Singapore

Polytechnic lecturer juggles many roles

Captain Cheong Kwee Thiam draws upon his years of experience to make lessons for his students more interesting

Captain Cheong Kwee Thiam’s extensive exposure to the shipping industry is a valuable asset in his job as a lecturer at Singapore Polytechnic’s (SP) Singapore Maritime Academy (SMA).

He has worked on board a ship in roles ranging from deck cadet officer to Master Mariner (Captain) in a 16-year career with Neptune Shipmanagement Services. He then amassed considerable onshore experience in various positions, which include stints as a marine superintendent & manager and company security officer.

But in 2011, he made a decision to take up teaching at SMA instead.

“Whether at sea or ashore, I find joy in doing research and sharing my knowledge with junior colleagues and trainees. I realise that teaching in a polytechnic will give me an early start in ‘shaping the future’ of my students by planting good seeds early,” he says.

“I feel SP is the appropriate place to fulfil my dream and also for those who aspire to excel in the maritime industry,” says Captain Cheong, who has an academic background in maritime law and arbitration.

Leading by example through volunteering efforts

Captain Cheong is very active in volunteering. He is enthusiastic about police-related work and has a passion for enforcing law and order. Volunteering served as an avenue to tap that interest.

For about five years, he served as a Volunteer Special Constabulary (VSC) with the Singapore Police Force at the Clementi Land Division, at least 16 hours per month.

For about a year now, he has been volunteering as a Police Coast Guard, intercepting suspects on the waters and conducting training for marine police courses such as navigation and seamanship for VSC coast guards.

He says: “Volunteers have the responsibility to spread good values to people in the community. I hope to inculcate good values in my family members and students through my involvement in such activities.”

“If it inspires them to start volunteering too, all the better,” he says with a laugh.

He usually does his Police Coast Guard duties on weekends and public holidays, amassing at least 16 hours of service monthly. He juggles volunteering commitments with teaching by planning his schedule at least one to two months in advance.

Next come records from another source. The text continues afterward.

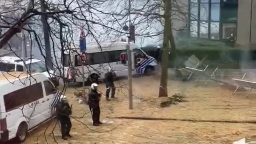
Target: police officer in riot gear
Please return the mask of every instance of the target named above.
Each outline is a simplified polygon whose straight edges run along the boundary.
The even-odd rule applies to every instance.
[[[106,87],[106,100],[109,100],[109,93],[111,91],[111,98],[115,98],[115,93],[116,91],[116,87],[114,84],[114,80],[115,78],[115,75],[112,71],[112,69],[109,67],[108,72],[105,74],[105,83]]]
[[[57,117],[60,121],[62,139],[67,139],[67,137],[72,137],[70,134],[72,124],[69,115],[71,114],[71,107],[69,106],[67,97],[61,95],[60,102],[57,106]]]
[[[102,123],[100,121],[100,100],[101,94],[98,92],[97,89],[98,84],[96,83],[92,84],[88,99],[88,104],[89,105],[90,110],[92,114],[93,125],[96,126],[102,124]]]

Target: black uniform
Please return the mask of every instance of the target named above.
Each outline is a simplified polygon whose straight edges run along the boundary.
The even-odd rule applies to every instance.
[[[69,115],[71,114],[71,108],[67,101],[62,101],[57,105],[57,116],[60,121],[62,139],[66,137],[71,137],[69,133],[72,124]]]
[[[114,84],[114,74],[112,71],[108,71],[105,74],[105,83],[106,87],[107,88],[107,90],[106,91],[106,97],[107,97],[107,99],[108,99],[109,98],[110,89],[112,89],[111,91],[111,97],[115,98],[116,87]]]
[[[88,104],[90,110],[92,113],[92,121],[94,126],[98,126],[99,124],[102,124],[100,121],[100,94],[98,93],[97,90],[91,90],[89,94]]]

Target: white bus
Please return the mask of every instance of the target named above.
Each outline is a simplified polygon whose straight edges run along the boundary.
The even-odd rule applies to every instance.
[[[84,76],[86,80],[90,81],[95,77],[98,77],[99,80],[103,80],[109,67],[111,68],[117,77],[127,76],[127,66],[121,62],[121,55],[127,51],[127,42],[123,42],[104,43],[101,45],[101,49],[98,45],[88,45],[85,52],[86,62],[84,65]],[[145,71],[146,68],[147,70],[154,70],[154,67],[157,65],[155,59],[148,56],[134,43],[130,44],[130,47],[133,54],[132,57],[133,74],[148,71]],[[140,57],[137,57],[137,55]],[[61,55],[61,63],[64,67],[62,77],[66,81],[83,82],[80,55],[79,49],[75,48],[66,50]],[[124,55],[125,56],[125,54]],[[144,63],[144,60],[149,61],[147,60],[147,62]],[[140,69],[142,70],[140,71]]]
[[[42,73],[0,75],[0,141],[25,141],[28,131],[51,119],[55,115],[56,92]]]
[[[25,67],[24,62],[26,63]],[[40,60],[27,58],[23,61],[22,58],[18,57],[7,56],[0,57],[1,73],[23,72],[24,69],[31,73],[41,73],[51,79],[56,86],[59,85],[59,78],[56,76],[55,73],[50,69],[47,70],[45,63]]]

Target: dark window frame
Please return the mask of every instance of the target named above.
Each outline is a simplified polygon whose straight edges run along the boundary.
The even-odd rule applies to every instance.
[[[10,68],[11,66],[11,68]],[[14,63],[0,62],[0,71],[4,72],[10,72],[11,70],[15,71],[15,66]]]
[[[108,63],[115,62],[120,61],[121,60],[121,53],[126,52],[126,50],[115,50],[111,51],[104,51],[104,52],[94,52],[94,53],[86,53],[86,60],[85,61],[85,66],[86,65],[99,65],[102,63]],[[96,60],[98,57],[98,58],[102,58],[105,57],[101,60],[99,59]],[[115,58],[114,58],[115,57]],[[79,54],[76,54],[75,55],[75,66],[79,67],[82,66],[81,62],[78,61],[81,61],[81,56]]]
[[[47,83],[46,84],[46,83]],[[55,94],[55,86],[49,81],[44,81],[44,89],[45,90],[45,95],[47,96],[50,95],[52,94]],[[51,89],[52,90],[49,90],[47,86],[51,85],[52,86]]]
[[[197,38],[200,38],[200,39],[211,39],[213,41],[221,41],[223,39],[222,37],[222,7],[223,6],[223,4],[224,3],[223,0],[220,0],[219,2],[212,2],[213,0],[209,0],[209,2],[201,2],[201,0],[198,0],[197,1],[197,2],[193,2],[192,0],[189,0],[189,5],[188,5],[188,22],[189,23],[189,26],[188,28],[189,29],[189,33],[188,33],[188,36],[189,37],[196,37]],[[205,20],[201,20],[200,19],[200,15],[201,15],[201,12],[200,12],[200,9],[201,9],[201,4],[209,4],[209,19],[206,21]],[[212,13],[212,7],[211,5],[212,4],[218,4],[220,5],[220,9],[219,9],[219,21],[216,21],[216,20],[213,20],[211,19],[211,13]],[[193,9],[191,7],[191,4],[198,4],[197,6],[197,19],[192,19],[191,18],[191,10]],[[197,36],[196,37],[195,36],[192,36],[191,35],[191,33],[193,32],[191,30],[191,27],[192,26],[192,21],[196,21],[197,22]],[[200,25],[201,25],[202,22],[208,22],[208,37],[207,38],[201,38],[200,36]],[[219,22],[219,26],[218,26],[218,29],[219,29],[219,39],[212,39],[212,33],[211,32],[211,30],[212,30],[212,29],[211,28],[211,23],[212,22]],[[223,23],[227,23],[226,22],[223,22]],[[230,23],[236,23],[236,25],[237,25],[237,21],[234,21]],[[237,33],[237,27],[236,27],[236,33]],[[194,33],[194,32],[193,32]]]
[[[43,98],[41,82],[20,89],[4,95],[5,111],[10,111]]]
[[[19,69],[20,68],[18,68],[19,67],[20,67],[20,68],[22,68],[22,69],[18,69],[18,68]],[[16,71],[24,71],[24,68],[23,68],[23,66],[22,65],[16,65]]]

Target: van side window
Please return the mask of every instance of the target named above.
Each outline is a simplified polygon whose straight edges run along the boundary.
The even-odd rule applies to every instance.
[[[61,65],[62,65],[63,67],[69,66],[69,58],[70,57],[69,54],[64,54],[62,55],[62,54],[61,54]]]
[[[5,110],[8,112],[43,97],[41,83],[31,85],[4,95]]]
[[[15,70],[15,64],[0,62],[0,71],[10,72]]]
[[[92,57],[91,53],[86,54],[86,60],[85,60],[85,65],[93,65],[91,64],[92,62],[93,61],[93,58]],[[82,66],[82,60],[81,57],[79,54],[77,54],[75,55],[75,67],[79,67]]]
[[[23,66],[17,65],[16,66],[16,71],[23,71]]]
[[[139,58],[146,58],[146,54],[140,49],[134,49],[132,50],[135,53]]]
[[[110,51],[109,53],[109,62],[120,61],[121,53],[126,51],[126,50]]]
[[[46,95],[55,93],[54,86],[49,81],[44,81],[44,85]]]

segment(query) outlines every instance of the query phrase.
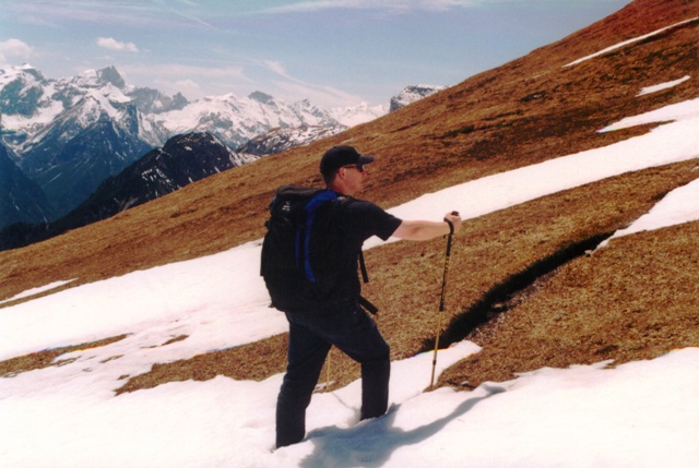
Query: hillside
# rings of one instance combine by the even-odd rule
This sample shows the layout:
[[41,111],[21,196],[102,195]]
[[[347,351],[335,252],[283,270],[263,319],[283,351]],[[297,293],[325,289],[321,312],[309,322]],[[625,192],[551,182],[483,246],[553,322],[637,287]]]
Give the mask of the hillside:
[[[320,184],[318,160],[333,144],[352,144],[378,156],[363,196],[391,207],[647,132],[648,125],[597,130],[699,96],[692,75],[699,69],[698,15],[697,1],[633,1],[556,44],[376,121],[46,242],[0,252],[0,300],[58,280],[75,278],[66,286],[74,287],[259,239],[273,190],[289,182]],[[686,75],[691,79],[675,87],[637,97],[643,87]],[[618,239],[604,251],[582,255],[668,191],[696,179],[696,167],[688,161],[626,173],[469,220],[454,239],[447,310],[451,327],[443,345],[469,337],[484,350],[453,367],[442,384],[467,381],[473,386],[544,365],[626,362],[697,346],[692,311],[699,269],[687,255],[696,250],[697,223]],[[435,213],[435,218],[441,215]],[[393,358],[429,349],[443,240],[372,249],[367,263],[372,283],[365,292],[381,310],[379,326]],[[473,331],[472,322],[482,319],[490,323]],[[120,392],[216,374],[264,379],[283,371],[284,343],[280,335],[156,365],[127,381]],[[66,344],[73,345],[80,344]],[[37,355],[5,361],[0,370],[17,371],[40,360]],[[356,377],[356,368],[340,358],[333,372],[339,384]]]

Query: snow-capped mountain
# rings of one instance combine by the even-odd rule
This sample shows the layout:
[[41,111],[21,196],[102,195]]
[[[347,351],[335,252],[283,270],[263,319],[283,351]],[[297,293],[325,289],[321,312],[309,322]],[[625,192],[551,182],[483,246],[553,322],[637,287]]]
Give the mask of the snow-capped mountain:
[[389,113],[389,105],[371,106],[368,103],[362,103],[358,106],[336,107],[331,109],[330,113],[343,125],[355,127],[386,116]]
[[274,128],[340,124],[328,110],[313,106],[306,99],[288,105],[261,92],[247,97],[236,97],[233,94],[206,97],[190,103],[182,109],[151,118],[170,134],[209,132],[234,148]]
[[315,141],[327,139],[344,132],[347,127],[301,125],[295,128],[276,128],[256,136],[238,147],[240,154],[265,156],[282,153],[296,146],[305,146]]
[[[416,100],[417,92],[410,88],[392,101]],[[388,110],[388,105],[366,103],[328,110],[308,99],[287,104],[262,92],[190,103],[181,94],[129,85],[114,67],[60,80],[47,80],[27,64],[0,70],[0,139],[14,164],[45,192],[55,216],[75,208],[102,181],[177,134],[208,132],[232,148],[265,135],[264,143],[250,146],[256,147],[251,154],[261,155],[335,134]]]
[[401,107],[405,107],[408,104],[413,104],[445,88],[446,86],[435,86],[431,84],[406,86],[398,94],[398,96],[391,98],[389,111],[393,112]]
[[163,147],[149,152],[118,176],[107,178],[87,200],[60,219],[51,223],[44,219],[43,223],[14,225],[0,230],[0,250],[24,247],[106,219],[254,159],[258,156],[240,155],[210,133],[174,136]]
[[0,143],[0,227],[51,217],[54,212],[44,191],[22,172]]

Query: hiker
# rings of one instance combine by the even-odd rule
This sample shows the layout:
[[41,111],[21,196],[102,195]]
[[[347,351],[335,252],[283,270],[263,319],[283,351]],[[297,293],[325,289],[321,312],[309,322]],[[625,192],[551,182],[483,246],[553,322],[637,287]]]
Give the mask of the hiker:
[[388,409],[389,345],[374,320],[359,305],[357,263],[364,241],[371,236],[383,240],[391,236],[429,240],[458,232],[461,228],[461,218],[457,214],[446,215],[440,223],[401,220],[370,202],[352,199],[364,189],[366,166],[374,160],[374,157],[362,155],[351,146],[334,146],[320,161],[327,188],[352,201],[346,203],[339,220],[344,229],[339,255],[345,267],[339,272],[332,308],[311,304],[309,310],[284,311],[289,323],[288,362],[277,397],[277,447],[304,439],[306,408],[333,345],[362,365],[360,419],[382,416]]

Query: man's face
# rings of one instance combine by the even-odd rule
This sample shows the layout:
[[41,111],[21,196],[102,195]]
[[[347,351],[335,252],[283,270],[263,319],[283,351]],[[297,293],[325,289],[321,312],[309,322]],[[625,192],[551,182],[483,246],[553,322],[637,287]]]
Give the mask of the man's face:
[[364,190],[364,183],[367,179],[366,166],[351,164],[343,166],[340,170],[343,171],[345,177],[347,195],[353,195]]

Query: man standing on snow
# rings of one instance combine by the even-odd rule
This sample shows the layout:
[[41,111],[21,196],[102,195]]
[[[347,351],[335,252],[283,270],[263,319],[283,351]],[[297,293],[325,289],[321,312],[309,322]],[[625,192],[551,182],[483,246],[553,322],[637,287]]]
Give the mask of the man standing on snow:
[[[364,190],[366,165],[374,160],[351,146],[334,146],[322,156],[320,172],[328,189],[350,197]],[[376,418],[388,409],[390,348],[374,320],[359,307],[357,262],[364,241],[371,236],[429,240],[461,229],[459,215],[448,214],[441,223],[401,220],[370,202],[354,199],[342,216],[346,236],[341,249],[346,261],[342,264],[348,267],[340,273],[337,305],[332,312],[320,304],[317,310],[285,312],[289,323],[288,363],[276,404],[277,447],[304,439],[306,408],[333,345],[362,365],[360,418]]]

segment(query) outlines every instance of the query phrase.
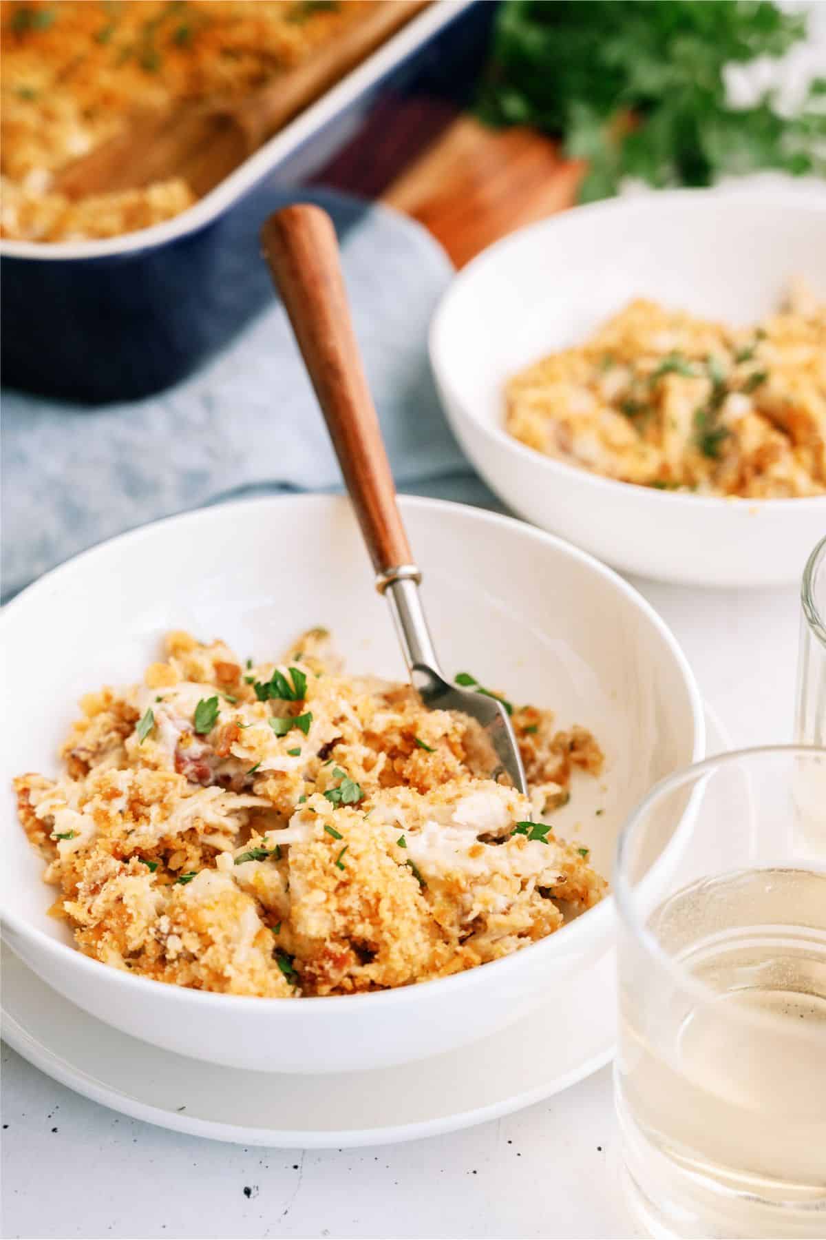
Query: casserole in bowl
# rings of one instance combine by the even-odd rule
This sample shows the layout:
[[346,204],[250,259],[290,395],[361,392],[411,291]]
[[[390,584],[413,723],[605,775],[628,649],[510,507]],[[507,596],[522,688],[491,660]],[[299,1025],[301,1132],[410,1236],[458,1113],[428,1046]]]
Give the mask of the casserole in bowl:
[[[551,536],[459,505],[400,502],[446,667],[472,667],[482,682],[506,684],[516,701],[552,706],[561,727],[587,720],[599,737],[604,774],[583,780],[554,823],[561,837],[587,842],[594,869],[608,874],[630,807],[703,751],[701,703],[676,642],[634,590]],[[336,1071],[472,1042],[561,993],[566,978],[587,972],[608,949],[611,897],[504,959],[376,993],[208,993],[131,976],[77,951],[66,926],[47,915],[53,892],[16,821],[10,781],[21,771],[50,771],[72,699],[92,683],[136,680],[172,616],[256,657],[328,620],[353,668],[404,675],[355,522],[337,497],[225,505],[147,526],[79,556],[14,600],[2,621],[7,693],[20,703],[4,755],[4,936],[62,994],[181,1054],[263,1070]],[[31,660],[43,651],[48,703],[30,689]]]
[[[798,277],[822,301],[825,229],[821,193],[684,190],[580,207],[505,238],[454,279],[431,329],[431,362],[459,443],[516,512],[617,568],[701,585],[798,580],[826,528],[826,496],[741,498],[604,477],[509,434],[506,389],[539,358],[583,345],[637,298],[743,329],[769,316]],[[632,306],[627,317],[634,314]],[[686,361],[669,355],[659,368]],[[758,366],[743,373],[747,387],[763,377]],[[665,376],[672,379],[681,381]],[[708,379],[687,382],[702,388],[697,410],[689,409],[696,418]],[[638,409],[628,403],[629,414]],[[822,399],[814,412],[812,445],[824,458]]]

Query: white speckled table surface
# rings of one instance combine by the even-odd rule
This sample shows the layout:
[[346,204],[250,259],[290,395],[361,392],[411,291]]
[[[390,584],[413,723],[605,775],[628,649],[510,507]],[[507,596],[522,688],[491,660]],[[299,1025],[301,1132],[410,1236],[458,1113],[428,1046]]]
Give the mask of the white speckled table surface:
[[[798,593],[635,582],[733,744],[788,740]],[[2,1235],[560,1236],[637,1233],[611,1070],[508,1118],[381,1148],[264,1149],[126,1118],[2,1052]]]

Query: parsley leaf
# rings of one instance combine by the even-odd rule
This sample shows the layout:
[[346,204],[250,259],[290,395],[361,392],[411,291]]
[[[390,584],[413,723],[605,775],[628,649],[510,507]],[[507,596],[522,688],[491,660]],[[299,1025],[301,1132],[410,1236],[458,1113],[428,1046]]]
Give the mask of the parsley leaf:
[[155,727],[155,712],[151,706],[146,707],[140,723],[137,724],[137,743],[144,744],[150,732]]
[[215,727],[219,713],[218,698],[201,698],[194,708],[194,730],[199,737],[206,737]]
[[341,779],[338,787],[328,787],[324,796],[331,805],[358,805],[364,800],[364,789],[339,766],[333,768],[333,776]]
[[419,883],[419,885],[420,887],[425,887],[425,879],[421,877],[421,870],[416,866],[416,862],[411,861],[410,857],[409,857],[407,861],[405,862],[405,866],[407,866],[407,868],[412,870],[412,875],[416,879],[416,882]]
[[274,668],[269,681],[253,681],[255,697],[259,702],[275,698],[280,702],[302,702],[307,696],[307,677],[298,667],[290,668],[290,680]]
[[478,110],[535,125],[587,160],[580,200],[625,177],[711,185],[778,167],[822,175],[822,78],[795,110],[765,93],[731,100],[726,68],[779,57],[806,37],[806,14],[753,0],[516,0],[498,7]]
[[457,684],[461,684],[463,688],[474,688],[477,693],[484,693],[485,697],[492,697],[495,698],[497,702],[502,702],[508,714],[514,713],[514,708],[510,702],[503,698],[499,693],[492,693],[490,689],[483,688],[483,686],[479,684],[479,682],[477,681],[476,676],[471,676],[469,672],[457,672],[453,680],[456,681]]
[[510,833],[511,836],[528,836],[529,839],[536,839],[540,844],[546,844],[546,836],[550,830],[551,827],[544,822],[518,822]]
[[[281,925],[280,921],[279,925]],[[284,951],[282,947],[279,947],[279,950],[275,954],[275,961],[289,982],[291,982],[297,976],[295,968],[292,967],[292,961],[295,959],[296,959],[295,956],[290,956],[289,952]]]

He says that these volunteering activities made him more empathetic and patient. This disposition helps him to better empathise with, related to and connect with students.

Melding Teaching with Life Experiences and Volunteerism

These rich life and volunteering experiences have also made Captain Cheong’s lessons more interesting.

His maritime-related background helps him blend real-life experiences with theoretical insights for his students in the forms of literature, tutorial exercises and even examination questions.

Students appreciate that they are learning from a knowledgeable lecturer who is well-versed in maritime-related issues.

Captain Cheong says: “My students not only comprehend theories, but also rationales behind additional theories that may be missing in textbooks.”

During lesson time, when the relevant topic arises, Captain Cheong relates to his students mediation skills required to resolve community disputes during his tour of duty in the VSC.

“I had had my fair share of mediating disputes at sea or ashore throughout the years. Mediation as an alternative for dispute resolution (ADR) is a topic covered in one of the modules I teach. So my VSC experience comes in handy,” he says. 

He recounted an experience when he was approached by the father of an ex-student, telling him how his son “kept sharing the life and volunteering experiences that I incorporated into my classes with the family and how the son found them interesting and useful for his understanding of the topics he is studying”.

Captain Cheong’s desire to share his knowledge even led him to become an author. When he found some existing books too technical for new entrants to shipping, he was driven to produce a simpler book.

The textbook he wrote — Introduction to Shipping — is used in SP. The first edition was published in 2012 and the second edition in 2016.

He says: “I put myself in the readers’ shoes and constantly ask myself if they understand what I wrote? Are they able to apply the literature in practice? Is the book useful to the industry?”

Captain Cheong welcomes constructive criticism. “I am always thankful to those who critiqued it, as life is about continuous improvement,” he says.